No matter how cramped the conditions are on the vaporetto my smile remained as we headed down Venice’s Grand Canal. Already I was snapping photos, not the easiest of tasks carrying my belongings, but I couldn’t resist. Venice has got to be the most photogenic places I’ve ever been; around every alleyway, across every bridge and even the mundane things like door knobs and white linens hanging out to dry against the backdrop of colourful buildings are eye catching and beautiful. I slowly made my way over one bridge than another, passing by the hauntingly striking Bridge of Sighs, and into San Marco’s Square where there seemed to be a buzz, more so than normal. Standing in front of the Basilica, mouth agape at its glittering details, I slowly spun around, with my baggage in tow, I couldn’t help but notice the quiet. The square was an innately different place from the last time, 8 years ago, I stepped into it – no cooing, no pigeons and no guys hawking bags of corn pellets feed them.
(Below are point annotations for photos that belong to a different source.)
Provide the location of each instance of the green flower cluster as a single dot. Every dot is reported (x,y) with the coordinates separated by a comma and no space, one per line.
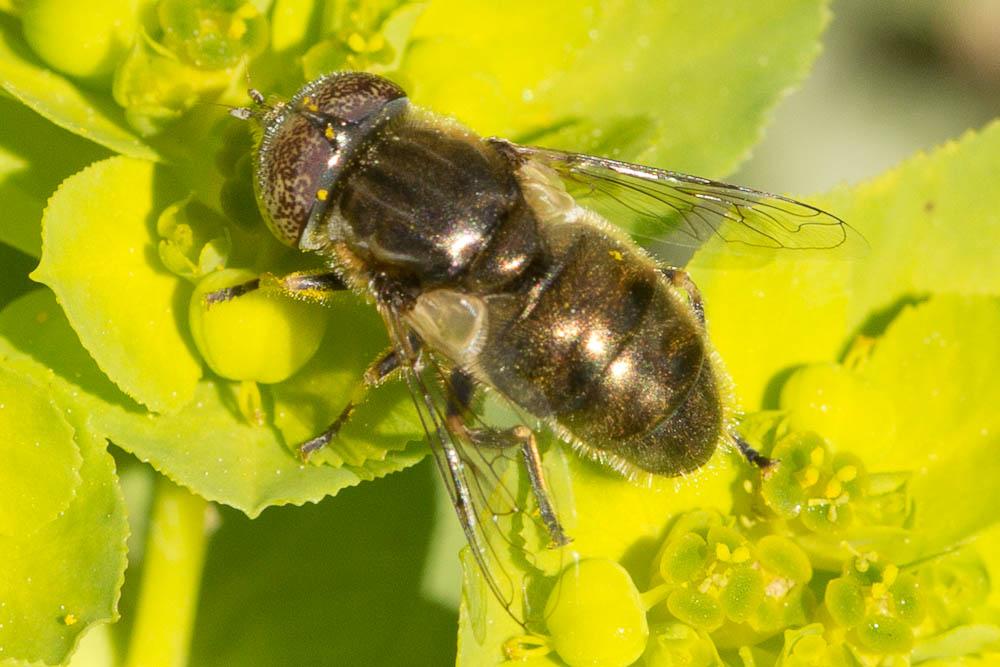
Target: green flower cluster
(766,586)
(161,58)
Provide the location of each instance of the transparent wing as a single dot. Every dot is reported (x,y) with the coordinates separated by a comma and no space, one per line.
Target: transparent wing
(688,211)
(493,501)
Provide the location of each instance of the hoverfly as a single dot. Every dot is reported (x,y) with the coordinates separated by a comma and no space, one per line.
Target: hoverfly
(496,266)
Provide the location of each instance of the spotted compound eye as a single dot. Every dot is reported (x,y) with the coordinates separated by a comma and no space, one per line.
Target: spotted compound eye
(308,141)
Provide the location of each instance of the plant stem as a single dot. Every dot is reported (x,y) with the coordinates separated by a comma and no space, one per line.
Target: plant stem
(171,578)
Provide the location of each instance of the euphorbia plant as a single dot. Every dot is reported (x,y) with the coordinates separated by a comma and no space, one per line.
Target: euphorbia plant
(872,380)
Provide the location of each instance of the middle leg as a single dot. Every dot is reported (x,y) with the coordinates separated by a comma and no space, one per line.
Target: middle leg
(382,368)
(459,402)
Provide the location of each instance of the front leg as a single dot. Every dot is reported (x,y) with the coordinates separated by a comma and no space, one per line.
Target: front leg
(317,286)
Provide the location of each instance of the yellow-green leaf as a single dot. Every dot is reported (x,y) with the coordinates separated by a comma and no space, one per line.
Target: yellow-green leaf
(65,577)
(98,256)
(207,446)
(41,462)
(683,85)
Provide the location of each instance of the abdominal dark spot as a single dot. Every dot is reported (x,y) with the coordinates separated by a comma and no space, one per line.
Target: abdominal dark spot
(638,294)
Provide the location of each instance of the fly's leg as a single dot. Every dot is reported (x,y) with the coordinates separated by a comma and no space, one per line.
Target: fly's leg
(752,455)
(459,400)
(681,279)
(382,368)
(307,285)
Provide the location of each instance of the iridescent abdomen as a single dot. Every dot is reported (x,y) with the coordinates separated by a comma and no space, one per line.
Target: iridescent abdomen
(602,346)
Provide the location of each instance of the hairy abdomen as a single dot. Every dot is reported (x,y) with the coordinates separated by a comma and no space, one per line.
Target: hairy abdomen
(600,345)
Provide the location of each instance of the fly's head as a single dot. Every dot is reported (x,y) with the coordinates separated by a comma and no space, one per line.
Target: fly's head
(309,142)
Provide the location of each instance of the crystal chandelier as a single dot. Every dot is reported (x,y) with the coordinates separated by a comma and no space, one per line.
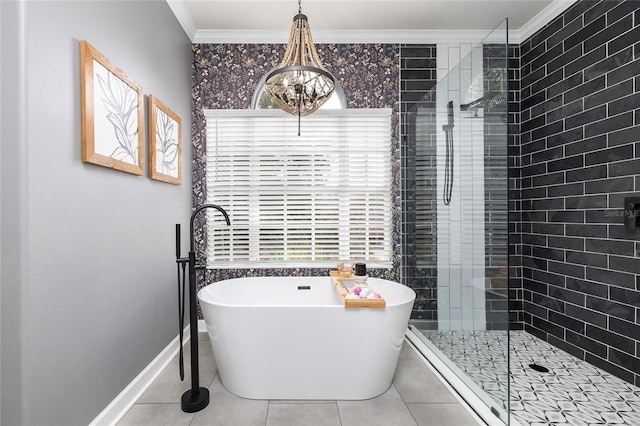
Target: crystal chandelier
(300,85)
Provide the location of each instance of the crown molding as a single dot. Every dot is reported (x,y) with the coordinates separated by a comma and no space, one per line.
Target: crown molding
(516,36)
(184,18)
(342,36)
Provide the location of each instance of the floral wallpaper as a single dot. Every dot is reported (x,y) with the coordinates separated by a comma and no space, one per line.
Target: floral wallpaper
(225,76)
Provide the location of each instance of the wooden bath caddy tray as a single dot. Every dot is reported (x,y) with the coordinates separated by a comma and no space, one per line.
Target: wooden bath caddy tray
(342,291)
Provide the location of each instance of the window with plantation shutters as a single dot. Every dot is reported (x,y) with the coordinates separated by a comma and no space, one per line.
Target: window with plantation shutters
(299,201)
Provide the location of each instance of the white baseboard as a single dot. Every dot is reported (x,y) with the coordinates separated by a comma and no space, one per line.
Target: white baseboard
(125,400)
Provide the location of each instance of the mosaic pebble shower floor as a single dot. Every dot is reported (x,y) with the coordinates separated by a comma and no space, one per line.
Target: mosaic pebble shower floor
(572,392)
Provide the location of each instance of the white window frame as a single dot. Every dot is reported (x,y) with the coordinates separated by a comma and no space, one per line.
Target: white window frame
(347,176)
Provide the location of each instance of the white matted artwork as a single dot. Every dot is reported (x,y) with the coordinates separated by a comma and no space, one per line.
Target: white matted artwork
(165,146)
(112,122)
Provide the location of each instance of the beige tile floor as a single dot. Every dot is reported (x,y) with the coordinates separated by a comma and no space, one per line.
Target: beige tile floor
(416,398)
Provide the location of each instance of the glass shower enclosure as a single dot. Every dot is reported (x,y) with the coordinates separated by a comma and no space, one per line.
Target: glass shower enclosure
(456,226)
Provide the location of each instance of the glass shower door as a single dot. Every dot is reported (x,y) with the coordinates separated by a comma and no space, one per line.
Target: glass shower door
(461,219)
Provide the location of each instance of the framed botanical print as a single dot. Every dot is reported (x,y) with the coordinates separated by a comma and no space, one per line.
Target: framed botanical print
(165,143)
(112,114)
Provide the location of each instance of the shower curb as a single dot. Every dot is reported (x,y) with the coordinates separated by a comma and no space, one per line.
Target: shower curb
(112,414)
(459,388)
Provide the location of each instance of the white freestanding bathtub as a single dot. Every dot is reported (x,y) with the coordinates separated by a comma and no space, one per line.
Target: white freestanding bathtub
(292,337)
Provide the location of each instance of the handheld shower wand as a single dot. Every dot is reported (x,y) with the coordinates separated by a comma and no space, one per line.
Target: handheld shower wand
(448,166)
(196,398)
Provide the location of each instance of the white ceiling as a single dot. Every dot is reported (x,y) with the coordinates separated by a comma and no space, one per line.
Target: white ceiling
(246,21)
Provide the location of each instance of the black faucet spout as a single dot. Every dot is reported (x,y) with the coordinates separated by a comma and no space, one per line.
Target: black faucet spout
(198,210)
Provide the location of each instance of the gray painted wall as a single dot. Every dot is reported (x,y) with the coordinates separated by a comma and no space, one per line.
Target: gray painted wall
(87,253)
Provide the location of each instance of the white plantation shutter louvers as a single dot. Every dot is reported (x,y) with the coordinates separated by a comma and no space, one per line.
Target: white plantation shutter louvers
(299,201)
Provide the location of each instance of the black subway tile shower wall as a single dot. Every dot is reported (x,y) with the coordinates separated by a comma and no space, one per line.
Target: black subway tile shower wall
(419,226)
(579,159)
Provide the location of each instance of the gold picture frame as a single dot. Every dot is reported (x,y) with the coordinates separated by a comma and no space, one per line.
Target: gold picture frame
(112,114)
(165,143)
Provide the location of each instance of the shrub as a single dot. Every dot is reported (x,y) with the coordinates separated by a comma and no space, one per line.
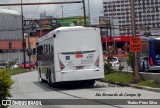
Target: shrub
(5,85)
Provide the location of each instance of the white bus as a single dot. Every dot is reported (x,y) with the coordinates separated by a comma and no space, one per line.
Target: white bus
(70,54)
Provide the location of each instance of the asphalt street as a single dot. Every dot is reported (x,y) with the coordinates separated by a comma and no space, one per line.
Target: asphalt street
(27,86)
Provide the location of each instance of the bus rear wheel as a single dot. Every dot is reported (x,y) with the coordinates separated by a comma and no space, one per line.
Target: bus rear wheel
(49,80)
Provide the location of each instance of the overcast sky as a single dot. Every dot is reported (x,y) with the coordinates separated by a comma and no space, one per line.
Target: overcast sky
(96,8)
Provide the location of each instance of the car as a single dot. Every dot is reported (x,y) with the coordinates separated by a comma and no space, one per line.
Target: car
(114,61)
(2,67)
(29,65)
(15,66)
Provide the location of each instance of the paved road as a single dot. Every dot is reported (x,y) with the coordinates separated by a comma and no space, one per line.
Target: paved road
(27,86)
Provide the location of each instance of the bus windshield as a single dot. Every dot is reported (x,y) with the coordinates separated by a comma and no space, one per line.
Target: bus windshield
(69,41)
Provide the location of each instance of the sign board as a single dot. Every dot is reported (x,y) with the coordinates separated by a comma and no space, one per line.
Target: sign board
(94,20)
(135,45)
(33,41)
(72,21)
(104,21)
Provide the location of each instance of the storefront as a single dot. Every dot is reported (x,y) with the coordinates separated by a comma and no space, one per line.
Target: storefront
(119,43)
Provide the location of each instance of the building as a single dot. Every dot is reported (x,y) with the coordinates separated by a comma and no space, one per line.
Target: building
(10,36)
(147,14)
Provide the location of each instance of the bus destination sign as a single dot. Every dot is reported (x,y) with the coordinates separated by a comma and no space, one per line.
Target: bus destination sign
(135,45)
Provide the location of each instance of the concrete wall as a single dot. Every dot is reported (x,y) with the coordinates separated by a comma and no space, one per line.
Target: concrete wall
(150,76)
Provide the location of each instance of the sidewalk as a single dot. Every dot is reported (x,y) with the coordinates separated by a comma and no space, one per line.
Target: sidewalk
(134,86)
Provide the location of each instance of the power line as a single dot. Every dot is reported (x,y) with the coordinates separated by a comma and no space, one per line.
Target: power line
(42,3)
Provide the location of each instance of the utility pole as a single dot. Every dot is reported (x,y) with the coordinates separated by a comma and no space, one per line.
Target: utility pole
(29,52)
(84,11)
(23,43)
(136,69)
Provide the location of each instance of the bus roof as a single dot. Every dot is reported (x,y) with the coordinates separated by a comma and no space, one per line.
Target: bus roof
(63,29)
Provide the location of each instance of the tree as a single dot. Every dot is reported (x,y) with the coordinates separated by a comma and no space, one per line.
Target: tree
(5,85)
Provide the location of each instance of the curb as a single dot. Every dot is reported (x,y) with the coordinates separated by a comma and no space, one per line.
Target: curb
(133,86)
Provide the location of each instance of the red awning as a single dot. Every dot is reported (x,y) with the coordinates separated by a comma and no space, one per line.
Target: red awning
(116,39)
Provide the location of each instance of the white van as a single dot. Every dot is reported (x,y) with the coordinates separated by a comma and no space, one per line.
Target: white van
(70,54)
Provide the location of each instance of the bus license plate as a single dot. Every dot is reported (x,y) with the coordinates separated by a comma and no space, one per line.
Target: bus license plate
(79,67)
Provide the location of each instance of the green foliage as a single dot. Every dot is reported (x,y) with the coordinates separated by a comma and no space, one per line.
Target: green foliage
(120,77)
(5,85)
(17,71)
(120,68)
(150,83)
(130,58)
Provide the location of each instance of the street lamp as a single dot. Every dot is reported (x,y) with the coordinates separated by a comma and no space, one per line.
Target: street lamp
(89,16)
(23,43)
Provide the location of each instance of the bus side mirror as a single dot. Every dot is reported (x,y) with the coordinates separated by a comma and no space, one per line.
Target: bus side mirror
(34,51)
(39,49)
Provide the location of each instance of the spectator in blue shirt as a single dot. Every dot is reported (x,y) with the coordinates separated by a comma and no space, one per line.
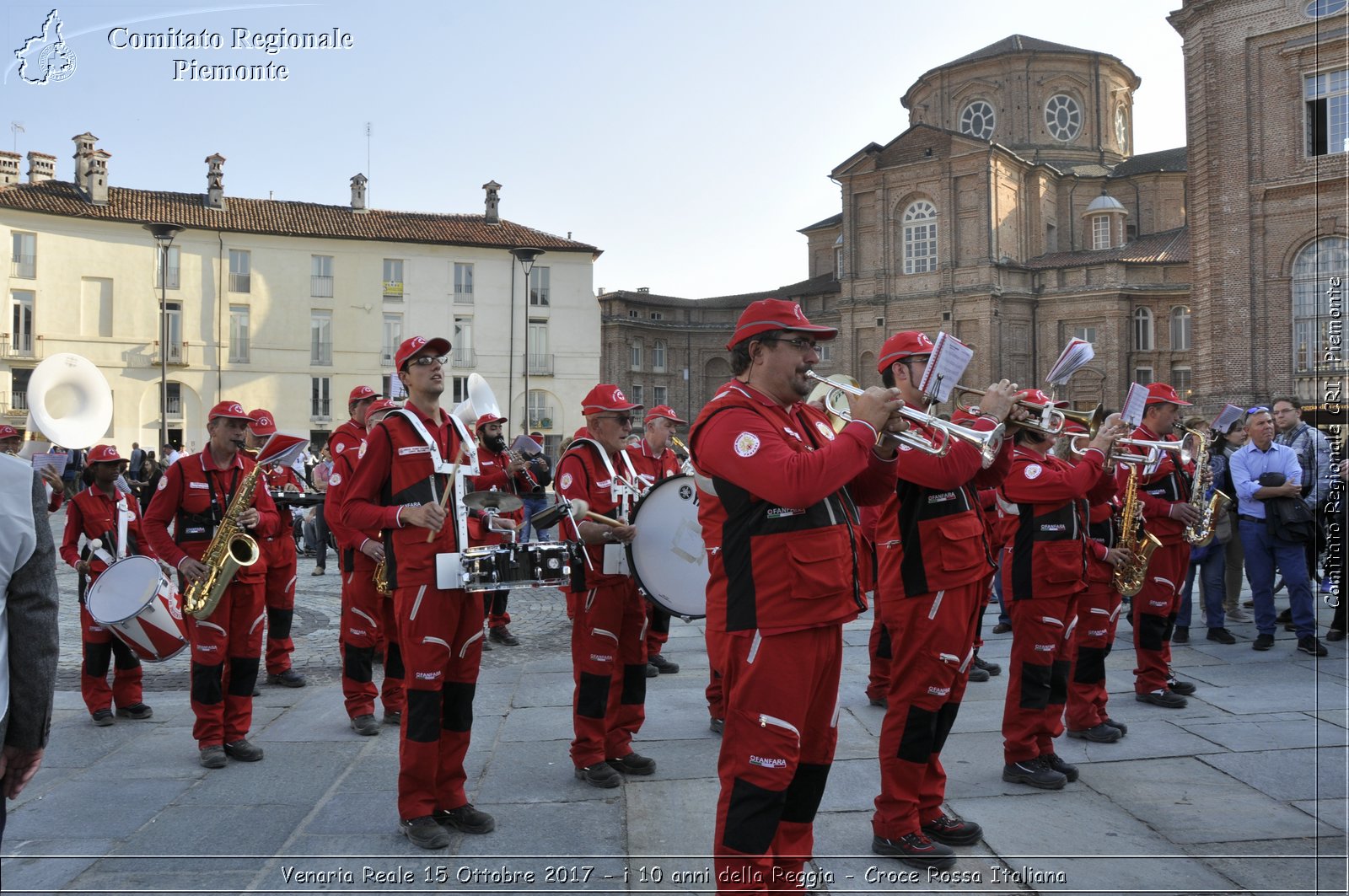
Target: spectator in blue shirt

Making my way down the narrow pathways that are Venice’s streets I finally made my way to my hotel, San Salvador Hotel. I nearly missed the turn down the darkened alley save for a green sign leaning against the wall with an arrow beckoning me. I buzzed up at the intercom and as I opened the door I stopped dead in front of the steep narrow stair well. I couldn’t help but laugh and think, thank goodness I pack light. I heaved my bags up the stairs and was greeted by the most lovely and welcoming of ladies, “Buon giorno! Come stai?” After dumping my things and freshening up I was eager to head back out. Before I left the lovely lady at the desk mentioned that I should check out the Palio delle Antiche Repubbliche Marinare down at San Marco, a regatta and parade. Ah, that’s what the buzz was about. I quickly headed back to the square just in time for the parade where the four Maritime Republics of Genoa, Amalfi, Pisa and Venice have a parade around the square, all dressed in medieval garb, some with drums or horns others with flags. I was front row to witness this awesome cultural event, where of course once Venice followed through last everyone cheered, the excitement was electric.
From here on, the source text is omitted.